The Victim Notification System (VNS) is a shared application involving the Federal Bureau of Investigation, the United States Postal Inspection Service, the Criminal Division, the U.S. Attorneys’ offices, and the Federal Bureau of Prisons, and provides the above-mentioned components with a uniform method for notifying victims of crime about the progress of the investigation, prosecution or corrections stage of a case. VNS also provides information to victims through its Victim Internet System (VIS), a website that allows victims to view all approved notifications and corresponding documents and to update personal contact information and notification preferences. In FY 2010, victims logged onto VIS 155,244 times.
The Crime Victims’ Rights Act, the Victims’ Rights and Restitution Act, and the Attorney General Guidelines for Victim and Witness Assistance require agencies to provide additional information to victims throughout the duration of a criminal case, to include, notification of their rights, information about the right to attend trial, information about the right to seek the advice of an attorney, information about the criminal justice process, and information about submitting an impact statement. U.S. Attorneys’ offices’ victim-witness personnel are in compliance with these and other provisions by regularly providing this information through VNS, in addition to their personal contact with victims.

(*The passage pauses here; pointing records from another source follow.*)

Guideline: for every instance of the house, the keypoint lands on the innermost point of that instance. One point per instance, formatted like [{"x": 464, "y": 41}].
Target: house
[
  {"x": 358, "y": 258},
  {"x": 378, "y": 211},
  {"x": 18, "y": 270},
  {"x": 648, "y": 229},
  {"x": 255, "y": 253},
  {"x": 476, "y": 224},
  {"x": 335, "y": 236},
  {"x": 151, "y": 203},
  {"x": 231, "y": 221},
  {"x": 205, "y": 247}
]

Role of the Assistant United States Attorney
Assistant United States Attorney prosecute federal criminal cases and have a unique and equally important obligation to victims in affording their rights and ensuring they receive comprehensive services. Prosecutors have a responsibility to afford victims their rights throughout the court process which may include informing the court about a victim’s interest in being heard, ensuring timely notification of case events, and working out restitution information prior to sentencing. Prosecutors take a more active role in protecting private victim information in records or documents that are placed in public record. They also have legal obligations to makes themselves available for consultation with victims on major case decisions and proposed plea negotiations, when applicable. Furthermore, prosecutors must be aware of their obligations under applicable state, tribal, and federal laws to particularly vulnerable victims such as child victims and victims of domestic violence, sexual assault, and stalking. From handling legal matters in a public courtroom to sitting privately and listening to a victim, the Assistant United States Attorney’s role is all-encompassing when it comes to seeking justice for victims of crime.